RESPONSES OF ARID AND SEMIARID WATERSHEDS TO INCREASING CARBON DIOXIDE AND CLIMATE CHANGE AS SHOWN BY SIMULATION STUDIES

Authors: SKILES, J.W. - NASA; Hanson, Jonathan

Submitted to: Climatic Change
Publication Type: Peer Reviewed Journal
Publication Acceptance Date: 4/1/1994
Publication Date: N/A
Citation: N/A

Interpretive Summary: The effect of predicted climate change on the water supply of rangelands is a critical issue, because so much of our water comes directly from these areas. The only way to investigate the effect of climate chane on rangelands is through simulation modeling. The SPUR model was used to examine the consequences of changes in precipitaion, temperature, and CO2 induced plant-function characteristics on runoff from a small-basin. We concluded there would be little change or an actual decrease in surface runoff because because of increased CO2 and climate change. The reuslt was realized because of the plant response to decreased precipitaion. The results from this simulation study have repercussions for land-use planners and water resource managers. Changes in water budgets of rural basins will influence water harvest and consumption by urban localities, determine which and how much of what crops are grown in agricultural areas, and determine the amount and quality of water available for alternative use, e.g. recreation.

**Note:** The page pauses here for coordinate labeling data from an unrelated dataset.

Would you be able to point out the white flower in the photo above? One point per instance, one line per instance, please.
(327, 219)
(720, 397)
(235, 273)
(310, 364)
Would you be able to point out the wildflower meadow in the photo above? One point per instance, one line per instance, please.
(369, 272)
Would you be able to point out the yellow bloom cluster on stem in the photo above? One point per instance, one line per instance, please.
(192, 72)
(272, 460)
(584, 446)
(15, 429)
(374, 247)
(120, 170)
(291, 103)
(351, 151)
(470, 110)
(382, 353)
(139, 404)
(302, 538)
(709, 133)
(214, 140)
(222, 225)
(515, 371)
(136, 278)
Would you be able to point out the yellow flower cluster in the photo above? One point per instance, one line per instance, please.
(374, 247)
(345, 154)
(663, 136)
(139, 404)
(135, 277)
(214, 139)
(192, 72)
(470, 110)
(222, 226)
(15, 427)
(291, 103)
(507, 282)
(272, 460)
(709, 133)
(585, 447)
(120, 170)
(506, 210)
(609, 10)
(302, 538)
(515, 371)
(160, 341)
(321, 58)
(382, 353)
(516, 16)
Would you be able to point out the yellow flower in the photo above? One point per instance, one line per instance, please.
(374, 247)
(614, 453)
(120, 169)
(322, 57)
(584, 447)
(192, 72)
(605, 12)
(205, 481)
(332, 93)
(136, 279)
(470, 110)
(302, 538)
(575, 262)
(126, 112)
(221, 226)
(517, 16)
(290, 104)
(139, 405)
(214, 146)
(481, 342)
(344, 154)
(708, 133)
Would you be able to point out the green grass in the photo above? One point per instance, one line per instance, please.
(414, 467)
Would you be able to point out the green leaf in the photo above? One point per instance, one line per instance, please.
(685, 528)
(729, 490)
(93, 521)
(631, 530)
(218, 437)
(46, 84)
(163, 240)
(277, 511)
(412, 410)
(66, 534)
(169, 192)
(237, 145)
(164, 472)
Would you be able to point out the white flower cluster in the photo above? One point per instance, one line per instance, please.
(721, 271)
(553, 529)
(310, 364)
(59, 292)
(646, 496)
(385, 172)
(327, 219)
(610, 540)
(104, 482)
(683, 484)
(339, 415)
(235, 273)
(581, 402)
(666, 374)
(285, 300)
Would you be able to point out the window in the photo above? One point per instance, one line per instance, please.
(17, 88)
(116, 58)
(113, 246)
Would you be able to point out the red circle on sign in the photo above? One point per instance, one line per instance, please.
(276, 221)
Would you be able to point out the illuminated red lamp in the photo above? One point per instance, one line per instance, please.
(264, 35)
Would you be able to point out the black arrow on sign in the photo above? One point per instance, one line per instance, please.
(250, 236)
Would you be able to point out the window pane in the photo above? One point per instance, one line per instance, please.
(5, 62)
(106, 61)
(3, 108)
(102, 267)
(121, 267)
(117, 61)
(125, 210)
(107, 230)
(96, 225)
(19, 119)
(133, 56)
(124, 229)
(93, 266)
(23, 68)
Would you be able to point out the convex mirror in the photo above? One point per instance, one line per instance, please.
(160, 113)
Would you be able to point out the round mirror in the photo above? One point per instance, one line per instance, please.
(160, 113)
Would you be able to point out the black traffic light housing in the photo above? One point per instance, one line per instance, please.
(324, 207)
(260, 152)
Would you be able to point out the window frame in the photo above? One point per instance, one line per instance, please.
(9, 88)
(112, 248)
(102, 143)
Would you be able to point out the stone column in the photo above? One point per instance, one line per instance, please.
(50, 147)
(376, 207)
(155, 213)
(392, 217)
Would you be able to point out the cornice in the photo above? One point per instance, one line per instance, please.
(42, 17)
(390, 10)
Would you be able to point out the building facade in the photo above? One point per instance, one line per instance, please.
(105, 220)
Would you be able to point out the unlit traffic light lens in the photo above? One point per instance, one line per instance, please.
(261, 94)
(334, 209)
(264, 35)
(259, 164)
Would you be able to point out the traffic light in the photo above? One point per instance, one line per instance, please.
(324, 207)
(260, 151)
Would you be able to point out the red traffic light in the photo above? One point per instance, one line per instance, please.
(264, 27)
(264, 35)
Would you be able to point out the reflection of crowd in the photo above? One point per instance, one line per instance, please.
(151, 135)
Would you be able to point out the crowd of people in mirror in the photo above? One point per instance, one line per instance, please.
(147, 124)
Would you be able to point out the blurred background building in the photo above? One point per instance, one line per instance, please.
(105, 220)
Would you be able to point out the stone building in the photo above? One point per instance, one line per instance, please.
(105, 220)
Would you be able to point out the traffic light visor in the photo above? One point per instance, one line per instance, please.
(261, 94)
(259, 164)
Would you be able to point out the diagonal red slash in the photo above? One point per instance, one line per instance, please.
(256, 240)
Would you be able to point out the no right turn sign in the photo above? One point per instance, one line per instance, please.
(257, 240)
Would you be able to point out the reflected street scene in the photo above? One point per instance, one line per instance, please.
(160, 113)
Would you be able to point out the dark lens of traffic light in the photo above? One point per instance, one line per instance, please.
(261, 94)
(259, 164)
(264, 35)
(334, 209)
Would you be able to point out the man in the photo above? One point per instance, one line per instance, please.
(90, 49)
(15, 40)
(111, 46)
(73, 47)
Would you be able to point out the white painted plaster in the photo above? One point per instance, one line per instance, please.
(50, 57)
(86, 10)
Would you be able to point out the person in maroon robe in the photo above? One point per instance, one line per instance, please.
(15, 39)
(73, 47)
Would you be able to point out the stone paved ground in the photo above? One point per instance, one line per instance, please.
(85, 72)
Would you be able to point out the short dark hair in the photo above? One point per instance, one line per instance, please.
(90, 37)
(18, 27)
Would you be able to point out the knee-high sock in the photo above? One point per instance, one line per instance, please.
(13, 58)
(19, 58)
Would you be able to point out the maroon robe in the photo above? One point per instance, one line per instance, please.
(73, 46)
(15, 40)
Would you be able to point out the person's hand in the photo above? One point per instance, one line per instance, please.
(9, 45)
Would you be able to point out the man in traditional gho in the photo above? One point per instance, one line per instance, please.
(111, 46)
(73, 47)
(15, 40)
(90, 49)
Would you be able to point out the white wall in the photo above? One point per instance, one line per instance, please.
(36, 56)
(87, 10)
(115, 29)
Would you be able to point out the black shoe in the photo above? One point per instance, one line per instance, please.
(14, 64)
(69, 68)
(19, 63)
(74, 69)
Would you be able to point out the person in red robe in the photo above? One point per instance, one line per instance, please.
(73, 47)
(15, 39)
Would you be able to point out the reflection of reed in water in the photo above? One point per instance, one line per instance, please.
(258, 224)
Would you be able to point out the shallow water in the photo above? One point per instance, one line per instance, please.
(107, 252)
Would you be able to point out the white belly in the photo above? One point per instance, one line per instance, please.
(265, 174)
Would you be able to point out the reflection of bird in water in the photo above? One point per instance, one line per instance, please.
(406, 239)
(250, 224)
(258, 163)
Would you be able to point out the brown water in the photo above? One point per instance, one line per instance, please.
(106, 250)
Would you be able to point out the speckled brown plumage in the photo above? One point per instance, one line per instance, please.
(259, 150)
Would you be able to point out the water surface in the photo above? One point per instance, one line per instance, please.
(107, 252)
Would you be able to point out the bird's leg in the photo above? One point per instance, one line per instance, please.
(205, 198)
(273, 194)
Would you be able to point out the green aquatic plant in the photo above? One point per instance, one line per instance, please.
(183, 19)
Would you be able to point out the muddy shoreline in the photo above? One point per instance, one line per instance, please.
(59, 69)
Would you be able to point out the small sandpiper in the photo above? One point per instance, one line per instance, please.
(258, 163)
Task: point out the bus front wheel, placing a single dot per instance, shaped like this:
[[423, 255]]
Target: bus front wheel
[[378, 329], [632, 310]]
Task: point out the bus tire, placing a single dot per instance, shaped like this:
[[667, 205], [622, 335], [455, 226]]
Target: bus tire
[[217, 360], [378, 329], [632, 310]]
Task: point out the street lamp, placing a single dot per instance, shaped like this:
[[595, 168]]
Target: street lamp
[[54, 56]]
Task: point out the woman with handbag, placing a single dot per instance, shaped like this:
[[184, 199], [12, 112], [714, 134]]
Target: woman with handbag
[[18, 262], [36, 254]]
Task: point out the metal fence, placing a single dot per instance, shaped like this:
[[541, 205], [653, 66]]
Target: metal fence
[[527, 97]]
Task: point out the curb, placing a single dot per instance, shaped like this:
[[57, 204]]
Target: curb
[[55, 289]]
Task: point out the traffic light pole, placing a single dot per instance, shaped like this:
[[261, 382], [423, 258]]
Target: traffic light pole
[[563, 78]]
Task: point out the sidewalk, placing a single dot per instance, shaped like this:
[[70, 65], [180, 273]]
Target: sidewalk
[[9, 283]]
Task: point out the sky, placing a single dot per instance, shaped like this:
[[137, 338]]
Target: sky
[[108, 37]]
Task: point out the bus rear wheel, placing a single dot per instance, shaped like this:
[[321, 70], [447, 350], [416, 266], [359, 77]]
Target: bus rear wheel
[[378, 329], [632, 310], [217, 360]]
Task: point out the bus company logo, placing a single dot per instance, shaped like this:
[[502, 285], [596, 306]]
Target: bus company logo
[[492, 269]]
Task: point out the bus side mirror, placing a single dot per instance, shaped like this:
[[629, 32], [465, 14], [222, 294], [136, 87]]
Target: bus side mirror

Technical Abstract: The atmospheric concentration of carbon dioxide is expected to double in the next century causing increased temperatures and decreasing precipitaion in some regions of the U.S. The increase in CO2 will also directly affect somatal conductance of plants. At the first-order watershed scale, changes in evaporative demand, transpiration, and runoff will also occur. Previous modeling studies of the effect of increased CO on the water budgets of watersheds have been single-factor exercises where a single parameter representing stomatal conductance was reduced and the results noted. After showing validation results of the hydrology module, we used a comprehensive ecosystem model to examine the consequences of changes in precipitaion, temperaturem and CO2-induced plant-function characteristics on a small-basin runoff. As a result of the complex interactions and of the coompensatory mechanisms simulated by the model, we econclude that for arid and semiarid watersheds of the western United States, there will be little change or an actual decrease in surface runoff because of increased CO2 and climate change. This is due to the decrease in precipitation imposed on the model simulations. Implementing stomatal closure in the model did not increase runoff from t he watersheds when temperatures and precipitation decreased.